Dalam mimpi tersebut, suasana terasa sejuk. Langit tampak seperti pagi hari, namun ada sesuatu yang sangat janggal. Aku melihat matahari berwarna merah besar, memancarkan cahaya yang asing dan menakutkan.
Di hadapanku berdiri sosok manusia berpakaian seperti bangsawan Mesir kuno.
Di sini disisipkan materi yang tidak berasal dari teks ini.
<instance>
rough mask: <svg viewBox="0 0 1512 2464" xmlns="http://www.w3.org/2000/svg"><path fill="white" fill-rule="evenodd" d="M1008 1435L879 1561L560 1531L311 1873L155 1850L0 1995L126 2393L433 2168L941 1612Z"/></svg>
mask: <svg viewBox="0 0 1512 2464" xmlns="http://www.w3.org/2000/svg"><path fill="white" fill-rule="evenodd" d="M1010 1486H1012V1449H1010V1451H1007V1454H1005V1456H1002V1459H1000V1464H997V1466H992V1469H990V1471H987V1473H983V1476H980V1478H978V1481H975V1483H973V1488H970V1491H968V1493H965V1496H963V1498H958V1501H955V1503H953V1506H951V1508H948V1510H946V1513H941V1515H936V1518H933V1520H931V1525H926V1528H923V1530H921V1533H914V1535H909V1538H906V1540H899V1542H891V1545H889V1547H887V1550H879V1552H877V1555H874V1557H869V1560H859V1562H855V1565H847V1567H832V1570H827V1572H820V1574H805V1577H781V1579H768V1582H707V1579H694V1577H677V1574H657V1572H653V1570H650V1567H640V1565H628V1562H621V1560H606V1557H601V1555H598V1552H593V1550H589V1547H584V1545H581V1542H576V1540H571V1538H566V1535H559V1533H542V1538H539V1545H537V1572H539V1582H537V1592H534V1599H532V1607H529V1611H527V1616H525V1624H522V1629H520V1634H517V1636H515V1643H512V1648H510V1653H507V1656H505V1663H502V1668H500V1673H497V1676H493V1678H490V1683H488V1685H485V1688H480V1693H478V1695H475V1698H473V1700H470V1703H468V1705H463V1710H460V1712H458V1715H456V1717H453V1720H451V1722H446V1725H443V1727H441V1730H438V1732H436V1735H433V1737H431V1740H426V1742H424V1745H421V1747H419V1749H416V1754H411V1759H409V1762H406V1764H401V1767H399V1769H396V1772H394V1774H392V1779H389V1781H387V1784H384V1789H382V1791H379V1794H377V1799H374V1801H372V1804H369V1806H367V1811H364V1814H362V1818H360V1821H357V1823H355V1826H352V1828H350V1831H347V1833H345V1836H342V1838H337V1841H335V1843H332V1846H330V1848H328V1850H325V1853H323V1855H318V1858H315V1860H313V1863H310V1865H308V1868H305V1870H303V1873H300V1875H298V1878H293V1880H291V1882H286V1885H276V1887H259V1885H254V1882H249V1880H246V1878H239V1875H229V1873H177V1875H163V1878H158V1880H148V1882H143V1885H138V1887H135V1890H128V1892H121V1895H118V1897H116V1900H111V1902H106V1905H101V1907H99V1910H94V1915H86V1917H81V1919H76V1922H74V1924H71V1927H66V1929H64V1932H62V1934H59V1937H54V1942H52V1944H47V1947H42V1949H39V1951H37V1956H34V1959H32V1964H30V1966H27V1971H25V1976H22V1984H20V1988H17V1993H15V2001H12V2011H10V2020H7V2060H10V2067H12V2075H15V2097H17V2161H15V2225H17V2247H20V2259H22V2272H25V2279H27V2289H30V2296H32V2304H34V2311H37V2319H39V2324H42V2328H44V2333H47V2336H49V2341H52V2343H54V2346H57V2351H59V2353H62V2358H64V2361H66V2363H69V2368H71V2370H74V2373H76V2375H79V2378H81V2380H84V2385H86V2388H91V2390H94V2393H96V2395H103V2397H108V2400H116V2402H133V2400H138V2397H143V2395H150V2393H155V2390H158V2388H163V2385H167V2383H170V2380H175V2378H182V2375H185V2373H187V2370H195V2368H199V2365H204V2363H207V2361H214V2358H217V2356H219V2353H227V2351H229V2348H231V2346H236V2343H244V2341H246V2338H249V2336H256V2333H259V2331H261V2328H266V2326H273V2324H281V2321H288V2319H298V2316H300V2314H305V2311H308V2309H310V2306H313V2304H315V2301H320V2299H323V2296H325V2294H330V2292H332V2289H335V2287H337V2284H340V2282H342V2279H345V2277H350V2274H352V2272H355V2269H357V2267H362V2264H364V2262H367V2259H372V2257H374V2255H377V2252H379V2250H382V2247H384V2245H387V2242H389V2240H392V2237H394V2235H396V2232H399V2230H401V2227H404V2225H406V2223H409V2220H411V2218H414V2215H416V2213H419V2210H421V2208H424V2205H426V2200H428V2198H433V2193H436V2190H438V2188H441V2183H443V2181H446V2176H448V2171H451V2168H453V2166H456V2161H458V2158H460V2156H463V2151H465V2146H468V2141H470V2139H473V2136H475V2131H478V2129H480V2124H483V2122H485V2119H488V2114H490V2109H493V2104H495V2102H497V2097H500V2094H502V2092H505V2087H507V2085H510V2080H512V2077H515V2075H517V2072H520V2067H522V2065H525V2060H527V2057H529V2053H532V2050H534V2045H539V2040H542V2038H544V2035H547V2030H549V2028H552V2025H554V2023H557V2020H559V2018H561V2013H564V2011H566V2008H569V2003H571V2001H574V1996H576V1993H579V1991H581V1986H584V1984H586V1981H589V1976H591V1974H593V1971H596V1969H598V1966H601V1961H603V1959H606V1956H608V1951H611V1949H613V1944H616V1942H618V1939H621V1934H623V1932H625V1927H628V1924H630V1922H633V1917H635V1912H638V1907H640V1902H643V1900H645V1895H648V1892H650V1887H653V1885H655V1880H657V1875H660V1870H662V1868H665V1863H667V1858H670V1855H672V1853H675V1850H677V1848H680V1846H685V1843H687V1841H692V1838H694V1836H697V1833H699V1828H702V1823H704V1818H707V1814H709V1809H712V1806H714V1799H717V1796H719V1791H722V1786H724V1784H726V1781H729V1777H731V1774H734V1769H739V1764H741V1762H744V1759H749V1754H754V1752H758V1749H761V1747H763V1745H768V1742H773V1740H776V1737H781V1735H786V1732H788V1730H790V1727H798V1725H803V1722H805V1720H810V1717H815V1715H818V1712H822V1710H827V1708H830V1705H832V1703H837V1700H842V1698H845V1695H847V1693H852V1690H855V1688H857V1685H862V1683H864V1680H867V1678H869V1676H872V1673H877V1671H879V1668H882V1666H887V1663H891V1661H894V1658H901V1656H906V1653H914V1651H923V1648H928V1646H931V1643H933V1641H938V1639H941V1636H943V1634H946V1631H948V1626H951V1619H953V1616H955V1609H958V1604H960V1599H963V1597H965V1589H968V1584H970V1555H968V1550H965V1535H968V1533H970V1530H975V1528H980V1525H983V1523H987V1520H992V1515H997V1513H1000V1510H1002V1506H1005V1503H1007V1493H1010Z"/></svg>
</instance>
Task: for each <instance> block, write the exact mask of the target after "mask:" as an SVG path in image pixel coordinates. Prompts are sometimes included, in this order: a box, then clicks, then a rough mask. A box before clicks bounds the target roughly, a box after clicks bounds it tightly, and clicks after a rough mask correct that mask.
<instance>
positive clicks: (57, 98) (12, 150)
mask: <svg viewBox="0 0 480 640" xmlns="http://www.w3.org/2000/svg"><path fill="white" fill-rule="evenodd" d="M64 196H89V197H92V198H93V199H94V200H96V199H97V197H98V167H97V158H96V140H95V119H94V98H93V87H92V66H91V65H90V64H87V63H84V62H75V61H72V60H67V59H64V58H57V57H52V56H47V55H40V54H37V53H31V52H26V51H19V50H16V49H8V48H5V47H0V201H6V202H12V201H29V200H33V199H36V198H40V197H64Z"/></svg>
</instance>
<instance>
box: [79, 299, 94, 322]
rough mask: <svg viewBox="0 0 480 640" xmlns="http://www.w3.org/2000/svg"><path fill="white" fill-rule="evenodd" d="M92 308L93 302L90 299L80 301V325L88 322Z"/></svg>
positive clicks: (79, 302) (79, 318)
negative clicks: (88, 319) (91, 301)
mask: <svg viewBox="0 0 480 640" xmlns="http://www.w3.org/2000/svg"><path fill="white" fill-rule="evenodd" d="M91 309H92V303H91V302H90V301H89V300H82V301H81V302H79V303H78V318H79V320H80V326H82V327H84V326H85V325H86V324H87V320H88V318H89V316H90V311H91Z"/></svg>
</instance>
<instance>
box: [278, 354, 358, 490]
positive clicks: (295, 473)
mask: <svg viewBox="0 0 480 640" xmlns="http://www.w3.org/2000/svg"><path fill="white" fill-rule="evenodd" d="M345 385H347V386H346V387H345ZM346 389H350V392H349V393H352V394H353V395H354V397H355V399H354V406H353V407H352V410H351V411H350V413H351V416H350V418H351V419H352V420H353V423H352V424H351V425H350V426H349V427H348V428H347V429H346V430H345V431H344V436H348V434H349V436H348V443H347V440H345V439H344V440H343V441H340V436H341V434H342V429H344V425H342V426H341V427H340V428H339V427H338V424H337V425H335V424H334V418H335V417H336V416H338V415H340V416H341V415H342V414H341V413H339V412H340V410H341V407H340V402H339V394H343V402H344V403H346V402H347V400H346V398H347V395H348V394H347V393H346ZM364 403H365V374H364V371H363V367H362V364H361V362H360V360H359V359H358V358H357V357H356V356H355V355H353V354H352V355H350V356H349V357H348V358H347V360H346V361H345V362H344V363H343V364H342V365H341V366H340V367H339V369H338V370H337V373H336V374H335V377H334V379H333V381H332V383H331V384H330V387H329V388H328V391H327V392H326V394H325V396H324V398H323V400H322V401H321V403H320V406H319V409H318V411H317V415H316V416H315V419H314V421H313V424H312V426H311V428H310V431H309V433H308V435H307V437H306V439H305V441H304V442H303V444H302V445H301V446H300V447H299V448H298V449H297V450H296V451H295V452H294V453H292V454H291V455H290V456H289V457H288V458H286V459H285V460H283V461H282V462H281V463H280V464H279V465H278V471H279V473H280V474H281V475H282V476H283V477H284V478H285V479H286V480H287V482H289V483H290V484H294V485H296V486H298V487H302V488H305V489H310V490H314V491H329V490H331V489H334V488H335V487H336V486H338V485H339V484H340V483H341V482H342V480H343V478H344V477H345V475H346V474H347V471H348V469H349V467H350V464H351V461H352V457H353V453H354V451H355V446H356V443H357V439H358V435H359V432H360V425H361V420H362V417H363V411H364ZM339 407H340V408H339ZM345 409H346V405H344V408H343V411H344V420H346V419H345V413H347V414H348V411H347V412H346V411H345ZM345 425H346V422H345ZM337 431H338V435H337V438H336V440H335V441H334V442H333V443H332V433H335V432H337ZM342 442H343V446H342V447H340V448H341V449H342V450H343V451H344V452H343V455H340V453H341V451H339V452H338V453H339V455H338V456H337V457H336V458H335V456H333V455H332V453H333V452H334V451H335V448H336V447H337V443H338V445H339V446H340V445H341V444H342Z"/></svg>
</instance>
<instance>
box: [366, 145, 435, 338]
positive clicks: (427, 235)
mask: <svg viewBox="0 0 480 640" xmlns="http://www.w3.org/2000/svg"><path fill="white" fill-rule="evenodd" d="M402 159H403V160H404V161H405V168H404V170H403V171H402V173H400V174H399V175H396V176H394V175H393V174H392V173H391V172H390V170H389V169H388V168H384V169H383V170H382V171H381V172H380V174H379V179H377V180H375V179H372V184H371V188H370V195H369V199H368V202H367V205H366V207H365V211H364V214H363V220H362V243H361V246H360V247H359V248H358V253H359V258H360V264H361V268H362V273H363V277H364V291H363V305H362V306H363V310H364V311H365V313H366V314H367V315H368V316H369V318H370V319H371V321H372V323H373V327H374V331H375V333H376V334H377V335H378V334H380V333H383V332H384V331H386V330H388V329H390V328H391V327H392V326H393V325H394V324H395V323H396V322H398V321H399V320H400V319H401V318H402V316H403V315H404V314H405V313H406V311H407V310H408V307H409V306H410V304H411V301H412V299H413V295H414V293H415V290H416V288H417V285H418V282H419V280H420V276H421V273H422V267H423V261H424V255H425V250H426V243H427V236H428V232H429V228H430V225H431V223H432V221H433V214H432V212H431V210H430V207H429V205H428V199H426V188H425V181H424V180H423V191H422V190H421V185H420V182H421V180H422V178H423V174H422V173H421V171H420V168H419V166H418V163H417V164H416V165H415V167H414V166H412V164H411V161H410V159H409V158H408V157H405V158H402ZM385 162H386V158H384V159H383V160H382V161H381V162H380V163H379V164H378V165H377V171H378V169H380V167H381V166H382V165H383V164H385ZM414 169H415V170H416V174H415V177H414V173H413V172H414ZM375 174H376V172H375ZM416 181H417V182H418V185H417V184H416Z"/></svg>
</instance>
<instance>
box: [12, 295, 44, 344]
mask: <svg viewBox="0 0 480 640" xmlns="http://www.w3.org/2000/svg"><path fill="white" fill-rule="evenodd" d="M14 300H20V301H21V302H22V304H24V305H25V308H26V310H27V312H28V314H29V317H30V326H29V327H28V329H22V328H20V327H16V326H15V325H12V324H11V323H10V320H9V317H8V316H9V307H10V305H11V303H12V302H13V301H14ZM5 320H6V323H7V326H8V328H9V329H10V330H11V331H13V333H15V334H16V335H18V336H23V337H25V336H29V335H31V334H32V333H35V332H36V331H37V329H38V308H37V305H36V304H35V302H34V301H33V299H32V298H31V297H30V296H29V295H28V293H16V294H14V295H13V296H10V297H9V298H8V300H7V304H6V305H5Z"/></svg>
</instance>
Ia memegang sebuah tongkat, wajahnya menyerupai orang Mesir, namun tubuhnya sangat tinggi—tingginya seolah menyentuh matahari merah yang menggantung di langit.
Aku melihat banyak orang berlarian menghampiri sosok tinggi itu. Anehnya, sebagian besar dari mereka adalah perempuan. Namun di sisi lain, terlihat pula orang-orang yang ketakutan dan justru berlari menjauh darinya.
Di sekelilingku, hamparan rumput hijau terlihat segar, air tampak jernih, dan suasana pagi begitu jelas—indah, tetapi terasa mencekam.
Kemudian aku melihat sekelompok orang berlari menjauhi sosok tinggi tersebut.
Mereka adalah laki-laki yang mengenakan pakaian putih, masing-masing memegang tasbih. Sambil berlari, mereka menyebut kebesaran Allah SWT dengan suara lantang, meneriakkan “Allahu Akbar” berulang-ulang, seakan itu adalah satu-satunya perlindungan yang mereka miliki.
Dengan rasa takut yang mendalam, aku menarik tangan istriku dan anak laki-lakiku. Kami mengikuti orang-orang berpakaian putih itu, berlari menjauh sambil terus meneriakkan Allahu Akbar. Hatiku bergetar, antara takut, pasrah, dan berharap pada perlindungan Allah.
Tak lama kemudian, aku terbangun. Tubuhku basah oleh keringat, napasku masih terengah. Aku termenung lama, mencoba memahami mimpi itu. Mengapa semuanya terasa begitu nyata? Siapakah sosok tinggi yang kepalanya seolah menyentuh matahari itu? Apakah ia hanya simbol ketakutanku, atau sesuatu yang lebih dari sekadar mimpi? Bahkan sempat terlintas dalam pikiranku—apakah itu Dajjal?
Hingga kini, mimpi itu masih menyisakan kebingungan.
Sebuah mimpi yang bukan hanya hadir dalam tidur, tetapi juga meninggalkan jejak di dalam hati, seolah aku benar-benar pernah mengalaminya di alam nyata.